Both Vickerson and Knighton have been leaders all season long – Vickerson has been a presence in the locker room even since his injury -- and their handiwork is most obvious in the progression of Williams. Williams said that those two were like big brothers to him and they had taken him under their wing.
Knighton said that he has simply tried to share what he sees on the field with the rookie to make things easier for Williams. He added that "seeing the small picture" and finding "easy ways to study" were things that he has shared with the young tackle.
That kind of sharing isn't exclusive to his younger football-brother. Knighton puts a focus on communication when he's on the field, letting his teammates know what he sees coming.
"I communicate with them very well," Knighton said. "I let them know what's going to happen. It almost gets to the point where I could play with my eyes closed and know exactly what's going on. That's how much I study and that's how much I love the game."
There is a family-like atmosphere among the defensive line. Williams considers Knighton and Vickerson like big brothers, and the two veteran tackles said they're great friends off the field as well.
But it doesn't stop there. Knighton played the first three seasons of his career under Defensive Coordinator Jack Del Rio, and the two were reunited this season in Denver.
"He's almost like my uncle. I mean, he takes good care of me and he had faith in me obviously coming out," Knighton said. "Teams passed up on me and I went in the third round and he thought highly of me. I started right away as a rookie and I just feel appreciative that he feels highly of me as a player. I'm just happy to have the opportunity to be here and be on a winning team."
He's not just on a winning team, he's a key figure on a defensive line with which he fit in seamlessly. In the process, the veteran has set an example on how to work together in all aspects of the game.
"Just (showing) how you can get together and put work in and have a chemistry out there without really talking," defensive tackle Malik Jackson said. "You see how watching film with somebody and talking it out can help you out in the game."
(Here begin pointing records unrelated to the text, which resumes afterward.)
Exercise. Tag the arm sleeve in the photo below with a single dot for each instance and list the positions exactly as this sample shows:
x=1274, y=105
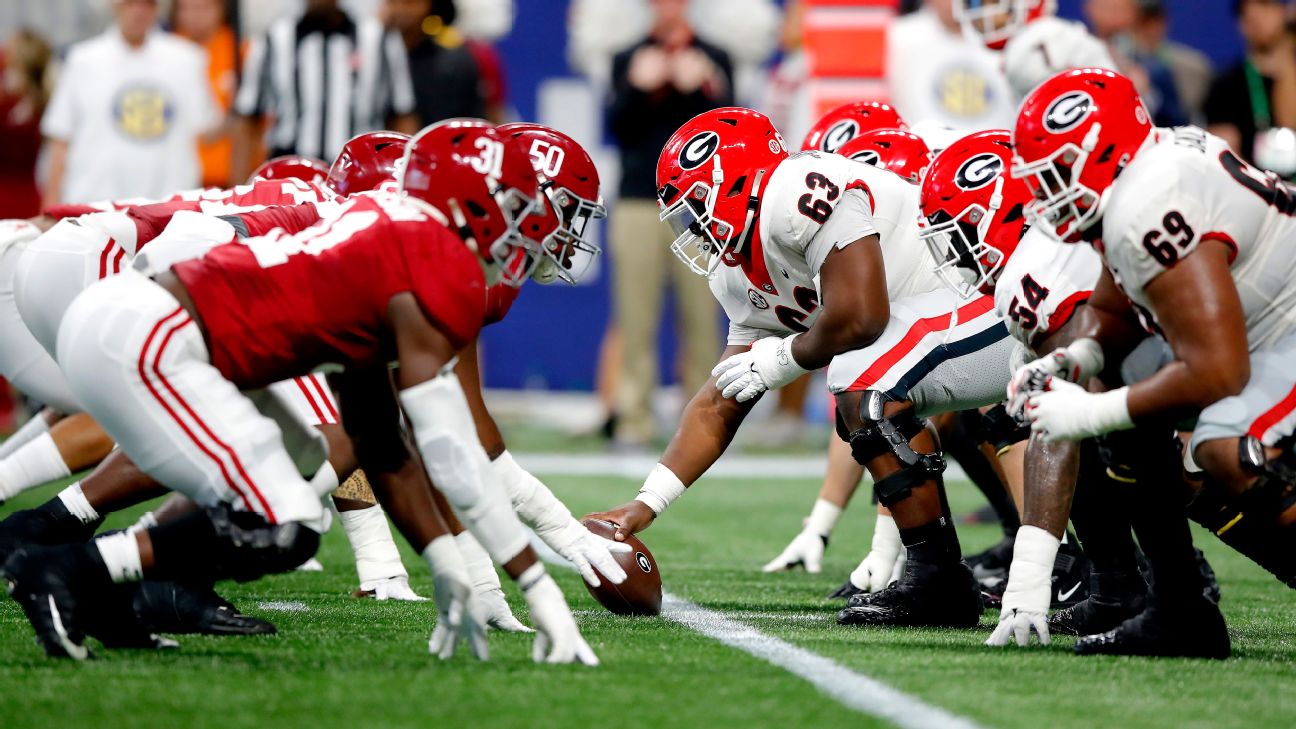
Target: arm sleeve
x=253, y=94
x=60, y=118
x=850, y=221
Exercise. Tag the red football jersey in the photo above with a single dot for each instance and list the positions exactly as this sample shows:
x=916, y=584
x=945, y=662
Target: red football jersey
x=283, y=305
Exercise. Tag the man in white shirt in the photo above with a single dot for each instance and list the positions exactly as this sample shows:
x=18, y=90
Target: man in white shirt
x=127, y=112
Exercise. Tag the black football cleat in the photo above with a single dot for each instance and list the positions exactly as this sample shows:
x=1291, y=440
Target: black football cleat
x=1112, y=599
x=193, y=609
x=1187, y=629
x=48, y=603
x=993, y=563
x=846, y=590
x=928, y=596
x=1069, y=576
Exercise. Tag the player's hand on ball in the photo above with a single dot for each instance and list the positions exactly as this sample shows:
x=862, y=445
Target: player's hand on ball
x=459, y=618
x=591, y=554
x=630, y=518
x=804, y=550
x=557, y=640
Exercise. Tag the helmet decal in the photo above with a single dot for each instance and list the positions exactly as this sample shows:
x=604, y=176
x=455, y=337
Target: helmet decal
x=840, y=134
x=979, y=171
x=699, y=149
x=1068, y=110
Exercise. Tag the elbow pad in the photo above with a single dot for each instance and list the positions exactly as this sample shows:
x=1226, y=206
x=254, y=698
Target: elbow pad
x=455, y=461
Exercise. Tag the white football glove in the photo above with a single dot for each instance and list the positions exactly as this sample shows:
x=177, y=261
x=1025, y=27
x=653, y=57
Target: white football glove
x=459, y=618
x=804, y=550
x=1067, y=411
x=590, y=553
x=885, y=558
x=1076, y=363
x=557, y=640
x=1025, y=601
x=393, y=588
x=769, y=365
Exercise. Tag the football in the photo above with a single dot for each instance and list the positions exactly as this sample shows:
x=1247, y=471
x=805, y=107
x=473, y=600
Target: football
x=640, y=593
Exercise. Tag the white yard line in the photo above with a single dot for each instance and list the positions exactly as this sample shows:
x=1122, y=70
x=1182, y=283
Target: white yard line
x=849, y=688
x=727, y=467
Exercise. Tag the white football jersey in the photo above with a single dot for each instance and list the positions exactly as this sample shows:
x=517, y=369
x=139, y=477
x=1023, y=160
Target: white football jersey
x=1047, y=47
x=813, y=204
x=1042, y=283
x=1187, y=187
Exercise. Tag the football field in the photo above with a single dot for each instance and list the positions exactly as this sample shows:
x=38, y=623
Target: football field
x=734, y=649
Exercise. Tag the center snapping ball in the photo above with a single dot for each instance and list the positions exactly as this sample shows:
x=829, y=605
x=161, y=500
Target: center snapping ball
x=640, y=593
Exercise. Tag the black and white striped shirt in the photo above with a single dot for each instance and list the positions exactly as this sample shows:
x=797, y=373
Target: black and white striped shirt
x=324, y=84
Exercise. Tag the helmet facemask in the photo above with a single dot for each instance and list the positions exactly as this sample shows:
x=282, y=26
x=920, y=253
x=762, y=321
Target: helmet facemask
x=567, y=253
x=964, y=261
x=1063, y=206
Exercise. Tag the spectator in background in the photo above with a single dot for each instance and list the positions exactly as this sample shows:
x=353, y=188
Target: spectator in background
x=323, y=78
x=127, y=113
x=1190, y=68
x=446, y=82
x=935, y=73
x=1260, y=91
x=657, y=84
x=22, y=100
x=205, y=23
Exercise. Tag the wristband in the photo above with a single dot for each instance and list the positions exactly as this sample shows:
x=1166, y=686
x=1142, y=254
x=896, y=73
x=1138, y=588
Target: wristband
x=660, y=489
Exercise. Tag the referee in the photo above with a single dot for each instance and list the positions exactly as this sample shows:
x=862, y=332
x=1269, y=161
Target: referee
x=320, y=79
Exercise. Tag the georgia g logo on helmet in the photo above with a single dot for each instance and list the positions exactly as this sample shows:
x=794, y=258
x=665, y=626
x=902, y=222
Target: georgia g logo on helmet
x=979, y=171
x=699, y=149
x=839, y=134
x=1068, y=110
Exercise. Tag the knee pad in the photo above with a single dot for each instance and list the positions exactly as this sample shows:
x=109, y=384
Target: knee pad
x=880, y=435
x=250, y=548
x=1001, y=430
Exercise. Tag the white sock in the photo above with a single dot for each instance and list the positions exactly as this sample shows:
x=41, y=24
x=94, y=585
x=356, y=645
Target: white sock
x=376, y=554
x=823, y=516
x=74, y=500
x=31, y=428
x=122, y=557
x=36, y=462
x=481, y=570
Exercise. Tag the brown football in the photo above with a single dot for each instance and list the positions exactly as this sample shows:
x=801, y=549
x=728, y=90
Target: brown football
x=640, y=593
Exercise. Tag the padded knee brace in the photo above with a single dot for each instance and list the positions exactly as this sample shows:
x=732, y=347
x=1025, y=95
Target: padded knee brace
x=880, y=435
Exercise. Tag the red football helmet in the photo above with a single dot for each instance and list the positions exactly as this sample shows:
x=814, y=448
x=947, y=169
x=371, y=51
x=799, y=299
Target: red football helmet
x=367, y=161
x=1073, y=136
x=709, y=180
x=973, y=212
x=997, y=21
x=849, y=121
x=570, y=184
x=484, y=184
x=897, y=151
x=292, y=167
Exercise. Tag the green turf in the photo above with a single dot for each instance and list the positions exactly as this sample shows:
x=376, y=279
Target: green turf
x=357, y=663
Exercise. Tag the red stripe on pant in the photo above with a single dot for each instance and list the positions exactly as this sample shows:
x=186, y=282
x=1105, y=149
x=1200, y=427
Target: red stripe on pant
x=319, y=383
x=915, y=334
x=1273, y=415
x=179, y=319
x=310, y=397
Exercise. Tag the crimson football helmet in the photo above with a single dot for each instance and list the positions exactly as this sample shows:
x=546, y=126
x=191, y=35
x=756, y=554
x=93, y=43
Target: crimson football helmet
x=482, y=183
x=849, y=121
x=570, y=184
x=292, y=167
x=1073, y=136
x=367, y=161
x=973, y=212
x=709, y=180
x=997, y=21
x=897, y=151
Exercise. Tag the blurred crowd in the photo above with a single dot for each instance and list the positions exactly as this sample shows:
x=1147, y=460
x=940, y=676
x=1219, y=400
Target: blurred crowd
x=119, y=99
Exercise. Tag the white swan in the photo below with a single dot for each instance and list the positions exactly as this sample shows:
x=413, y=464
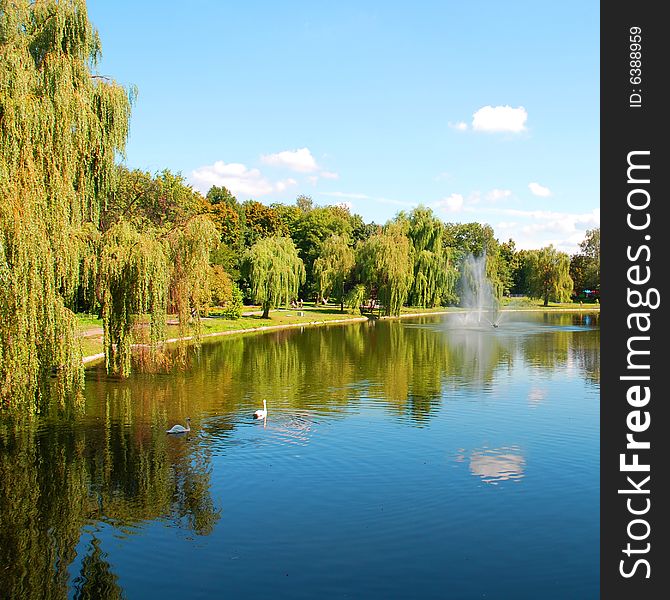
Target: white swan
x=262, y=413
x=181, y=428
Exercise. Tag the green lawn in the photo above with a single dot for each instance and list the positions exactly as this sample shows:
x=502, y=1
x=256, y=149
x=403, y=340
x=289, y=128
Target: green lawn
x=90, y=327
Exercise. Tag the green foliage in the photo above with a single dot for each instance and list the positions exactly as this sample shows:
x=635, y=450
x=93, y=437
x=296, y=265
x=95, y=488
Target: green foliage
x=276, y=272
x=333, y=266
x=355, y=296
x=190, y=247
x=386, y=264
x=311, y=229
x=60, y=130
x=585, y=266
x=163, y=201
x=134, y=275
x=233, y=308
x=435, y=274
x=549, y=275
x=260, y=222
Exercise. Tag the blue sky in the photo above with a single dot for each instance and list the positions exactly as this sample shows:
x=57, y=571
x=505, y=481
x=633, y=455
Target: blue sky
x=484, y=111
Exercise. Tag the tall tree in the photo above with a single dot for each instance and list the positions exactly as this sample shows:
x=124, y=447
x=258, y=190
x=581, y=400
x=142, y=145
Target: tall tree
x=386, y=264
x=61, y=127
x=134, y=271
x=549, y=275
x=276, y=272
x=312, y=228
x=333, y=266
x=435, y=274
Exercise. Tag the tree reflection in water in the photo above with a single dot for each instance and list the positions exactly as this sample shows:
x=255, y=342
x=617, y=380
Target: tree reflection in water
x=58, y=477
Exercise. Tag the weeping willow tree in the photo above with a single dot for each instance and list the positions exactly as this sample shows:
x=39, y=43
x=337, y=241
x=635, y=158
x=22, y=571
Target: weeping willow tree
x=386, y=263
x=190, y=247
x=275, y=270
x=61, y=128
x=134, y=275
x=435, y=274
x=333, y=266
x=549, y=275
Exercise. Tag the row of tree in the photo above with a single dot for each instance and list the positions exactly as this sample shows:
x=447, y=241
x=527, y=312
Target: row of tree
x=78, y=232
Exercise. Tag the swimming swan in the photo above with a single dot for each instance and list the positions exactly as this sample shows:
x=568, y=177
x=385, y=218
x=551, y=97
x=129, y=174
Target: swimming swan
x=181, y=428
x=261, y=413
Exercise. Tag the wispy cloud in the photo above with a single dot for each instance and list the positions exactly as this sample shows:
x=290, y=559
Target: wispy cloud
x=459, y=126
x=494, y=119
x=453, y=203
x=496, y=195
x=300, y=160
x=532, y=229
x=539, y=190
x=238, y=178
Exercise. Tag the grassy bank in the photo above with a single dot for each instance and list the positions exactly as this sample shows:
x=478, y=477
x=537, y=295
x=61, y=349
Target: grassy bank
x=90, y=327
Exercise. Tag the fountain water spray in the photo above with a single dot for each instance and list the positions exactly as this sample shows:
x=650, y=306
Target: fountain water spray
x=477, y=294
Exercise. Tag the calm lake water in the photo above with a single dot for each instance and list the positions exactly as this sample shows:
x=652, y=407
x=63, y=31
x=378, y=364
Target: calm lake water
x=427, y=458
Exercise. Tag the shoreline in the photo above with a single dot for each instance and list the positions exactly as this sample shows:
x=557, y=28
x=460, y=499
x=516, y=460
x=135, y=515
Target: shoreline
x=94, y=359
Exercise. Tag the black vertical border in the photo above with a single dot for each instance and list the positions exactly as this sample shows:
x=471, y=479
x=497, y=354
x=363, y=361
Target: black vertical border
x=626, y=128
With Vickerson's season cut short, Knighton is the most experienced defensive tackle on the active roster. Additionally, he has played the most snaps of the defensive tackles this year.
Not only does that make him an anchor on the defensive line, but also a leader – a position that Vickerson says Knighton is more than capable than filling.
"He's the next big man," Vickerson said. "He's been doing a good job at it and he knows how to lead, so that's the good news."
That leadership all starts with his knowledge of the game, and he brings it with him every time out.
"He brings a lot," Unrein said. "He's always out there talking with us. He sees different things. He knows when different things are coming and can communicate that with us. He knows good times to run stunts and things like that.
"I'm glad we have one of those guys like that in there with us."